For every litre of petrol retailing at Sh159.1, the government collects Sh62.89 and takes Sh51.60 for every litre of diesel selling at Sh140.
Treasury has previously resisted attempts by lawmakers to reduce the reduction in fuel and cooking gas levies and taxes, underling the importance of the commodity on KRA tax collections.
The National Assembly Finance committee had directed a cut on the eight percent value-added tax (VAT) on petroleum products to four percent.
It also proposed the reduction petroleum development levy (PDL) from Sh5.40 to Sh2.50 per litre, which was estimated to leave a Sh11 billion funding gap in a year.
The halving of VAT was expected to cut collections by Sh22 billion.

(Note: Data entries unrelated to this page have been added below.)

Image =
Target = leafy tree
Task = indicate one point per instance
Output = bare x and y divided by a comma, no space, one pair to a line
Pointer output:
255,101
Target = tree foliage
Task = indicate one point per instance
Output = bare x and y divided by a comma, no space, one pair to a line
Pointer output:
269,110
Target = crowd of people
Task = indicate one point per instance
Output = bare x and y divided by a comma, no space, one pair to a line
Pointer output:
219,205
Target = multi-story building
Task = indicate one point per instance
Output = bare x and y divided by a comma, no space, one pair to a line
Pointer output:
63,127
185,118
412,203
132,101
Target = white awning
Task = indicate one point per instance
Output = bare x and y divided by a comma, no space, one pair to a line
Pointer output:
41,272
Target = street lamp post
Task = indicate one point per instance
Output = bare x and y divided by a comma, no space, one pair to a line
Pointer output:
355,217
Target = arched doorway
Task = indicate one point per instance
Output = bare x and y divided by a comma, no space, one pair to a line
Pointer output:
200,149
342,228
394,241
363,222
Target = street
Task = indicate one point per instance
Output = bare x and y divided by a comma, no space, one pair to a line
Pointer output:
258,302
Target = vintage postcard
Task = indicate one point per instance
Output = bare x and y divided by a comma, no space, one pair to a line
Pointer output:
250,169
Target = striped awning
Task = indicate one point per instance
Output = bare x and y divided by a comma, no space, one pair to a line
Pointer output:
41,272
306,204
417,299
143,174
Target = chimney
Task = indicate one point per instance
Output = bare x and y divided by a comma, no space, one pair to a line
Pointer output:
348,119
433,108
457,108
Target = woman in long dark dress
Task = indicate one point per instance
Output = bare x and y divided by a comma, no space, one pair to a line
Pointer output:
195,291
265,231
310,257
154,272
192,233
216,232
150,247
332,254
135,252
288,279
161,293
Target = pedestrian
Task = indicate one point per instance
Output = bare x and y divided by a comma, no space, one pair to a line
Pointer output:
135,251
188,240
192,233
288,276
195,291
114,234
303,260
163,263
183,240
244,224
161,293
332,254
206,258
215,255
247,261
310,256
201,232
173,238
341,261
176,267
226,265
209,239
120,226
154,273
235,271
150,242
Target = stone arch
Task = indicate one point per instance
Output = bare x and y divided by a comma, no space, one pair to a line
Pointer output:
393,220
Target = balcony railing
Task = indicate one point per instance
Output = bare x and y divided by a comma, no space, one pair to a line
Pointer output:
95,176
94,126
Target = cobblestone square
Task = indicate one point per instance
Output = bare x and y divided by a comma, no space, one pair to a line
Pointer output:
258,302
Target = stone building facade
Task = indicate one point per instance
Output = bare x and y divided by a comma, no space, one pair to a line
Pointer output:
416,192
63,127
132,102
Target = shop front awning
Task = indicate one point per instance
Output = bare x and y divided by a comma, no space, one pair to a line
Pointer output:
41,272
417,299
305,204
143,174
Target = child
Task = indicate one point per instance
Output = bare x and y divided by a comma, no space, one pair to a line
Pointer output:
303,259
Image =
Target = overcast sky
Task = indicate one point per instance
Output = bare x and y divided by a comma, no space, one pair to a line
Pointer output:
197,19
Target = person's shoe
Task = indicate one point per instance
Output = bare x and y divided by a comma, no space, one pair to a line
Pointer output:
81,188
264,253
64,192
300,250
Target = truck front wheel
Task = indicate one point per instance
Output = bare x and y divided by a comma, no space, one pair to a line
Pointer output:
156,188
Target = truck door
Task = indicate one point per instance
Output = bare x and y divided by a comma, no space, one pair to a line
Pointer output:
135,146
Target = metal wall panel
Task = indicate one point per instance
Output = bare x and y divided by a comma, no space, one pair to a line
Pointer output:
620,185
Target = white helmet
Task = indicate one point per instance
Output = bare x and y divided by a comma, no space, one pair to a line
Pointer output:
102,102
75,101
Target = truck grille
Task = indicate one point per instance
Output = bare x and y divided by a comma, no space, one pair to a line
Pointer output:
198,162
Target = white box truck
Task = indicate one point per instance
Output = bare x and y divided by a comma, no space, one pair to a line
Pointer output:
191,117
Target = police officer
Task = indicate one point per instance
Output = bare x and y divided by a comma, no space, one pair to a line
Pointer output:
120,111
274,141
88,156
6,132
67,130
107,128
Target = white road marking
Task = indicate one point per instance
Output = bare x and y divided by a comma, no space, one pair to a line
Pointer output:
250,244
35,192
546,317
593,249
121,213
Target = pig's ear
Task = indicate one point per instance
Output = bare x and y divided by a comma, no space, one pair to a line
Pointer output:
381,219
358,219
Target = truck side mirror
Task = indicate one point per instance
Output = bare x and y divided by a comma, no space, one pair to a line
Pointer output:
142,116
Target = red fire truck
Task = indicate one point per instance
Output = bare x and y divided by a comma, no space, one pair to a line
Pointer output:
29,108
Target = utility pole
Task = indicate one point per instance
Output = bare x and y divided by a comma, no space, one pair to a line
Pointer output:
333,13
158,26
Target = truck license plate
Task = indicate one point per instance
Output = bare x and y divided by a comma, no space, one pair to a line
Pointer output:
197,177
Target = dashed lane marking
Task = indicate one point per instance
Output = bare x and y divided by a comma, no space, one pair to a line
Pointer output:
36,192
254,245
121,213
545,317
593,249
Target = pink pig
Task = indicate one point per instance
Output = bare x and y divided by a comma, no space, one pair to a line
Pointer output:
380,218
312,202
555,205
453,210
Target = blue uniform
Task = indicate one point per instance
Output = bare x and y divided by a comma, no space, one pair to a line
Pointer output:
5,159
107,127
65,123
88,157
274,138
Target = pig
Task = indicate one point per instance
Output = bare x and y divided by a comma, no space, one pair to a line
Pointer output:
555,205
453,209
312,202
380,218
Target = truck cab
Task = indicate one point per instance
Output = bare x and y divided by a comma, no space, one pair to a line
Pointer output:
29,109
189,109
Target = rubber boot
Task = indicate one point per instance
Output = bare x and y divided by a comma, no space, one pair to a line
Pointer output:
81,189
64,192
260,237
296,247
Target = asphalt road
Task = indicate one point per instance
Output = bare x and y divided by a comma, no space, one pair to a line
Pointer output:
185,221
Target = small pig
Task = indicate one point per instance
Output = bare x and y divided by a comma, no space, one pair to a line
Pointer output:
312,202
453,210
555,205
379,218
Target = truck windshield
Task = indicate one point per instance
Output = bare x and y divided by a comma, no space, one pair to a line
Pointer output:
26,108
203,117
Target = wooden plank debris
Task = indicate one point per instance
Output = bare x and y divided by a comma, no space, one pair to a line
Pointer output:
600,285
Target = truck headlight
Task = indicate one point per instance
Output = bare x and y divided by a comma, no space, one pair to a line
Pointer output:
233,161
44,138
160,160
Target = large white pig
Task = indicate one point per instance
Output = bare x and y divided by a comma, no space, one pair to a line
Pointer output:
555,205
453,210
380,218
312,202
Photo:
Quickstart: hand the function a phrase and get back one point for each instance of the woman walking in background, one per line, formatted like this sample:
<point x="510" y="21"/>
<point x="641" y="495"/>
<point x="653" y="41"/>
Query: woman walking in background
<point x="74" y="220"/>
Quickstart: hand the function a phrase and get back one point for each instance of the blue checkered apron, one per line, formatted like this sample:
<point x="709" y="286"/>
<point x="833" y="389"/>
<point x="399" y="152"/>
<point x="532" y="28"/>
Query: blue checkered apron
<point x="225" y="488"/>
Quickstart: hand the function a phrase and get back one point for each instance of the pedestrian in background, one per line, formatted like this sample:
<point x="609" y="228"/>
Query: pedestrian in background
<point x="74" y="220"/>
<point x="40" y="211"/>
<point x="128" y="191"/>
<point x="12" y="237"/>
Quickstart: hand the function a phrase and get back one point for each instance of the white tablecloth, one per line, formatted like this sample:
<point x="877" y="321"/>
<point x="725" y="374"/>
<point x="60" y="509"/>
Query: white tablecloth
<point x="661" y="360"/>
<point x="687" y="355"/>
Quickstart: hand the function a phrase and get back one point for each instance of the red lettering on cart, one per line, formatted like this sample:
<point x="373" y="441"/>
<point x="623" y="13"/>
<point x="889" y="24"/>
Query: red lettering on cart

The budget hole could have forced the Treasury to cut spending to rein in the fiscal deficit as the country head into a highly charged general election that is expected to slow down economic activity.
The proposed amendments, which were tabled in Parliament in October, were time-barred and never implemented.
Kenya’s economy is highly dependent on diesel for transportation, power generation and agriculture and kerosene is used in the homes of many of the country’s population.
Higher fuel prices are a key inflation driver, with the cost of living measure reaching a 27-month high at 7.1 percent in May from 6.5 percent the prior month.
Pump prices are set to spike in the coming months after Treasury announced plans to scrap the fuel subsidy scheme.
Mr Yatani said the continuation of the fuel subsidy kitty risks ruining Kenya’s plans to reduce debt accumulation, adding that it will be removed in the fiscal year starting next month.
“The cost of fuel subsidy could eventually surpass its allocation in the national budget thus potentially escalating public debt to unsustainable levels and disrupting the government’s plans to reduce the rate of debt accumulation,” Mr Yatani said.
“However, fuel subsidies are inefficient and often lead to misallocation of resources and crowding out of public spending on productive sectors, resulting in unintended consequences such as disproportionately benefiting the well-off,” he added.
It has so far spent tens of billion shillings subsidising fuel, which has helped stabilise prices at the pump and keep inflation within the government’s preferred band.
The rally in pump prices caused cash flow problems at some smaller fuel retailers, leading to supply shortages, and the hardships have been compounded by delays in the payment of subsidies to the companies by the government.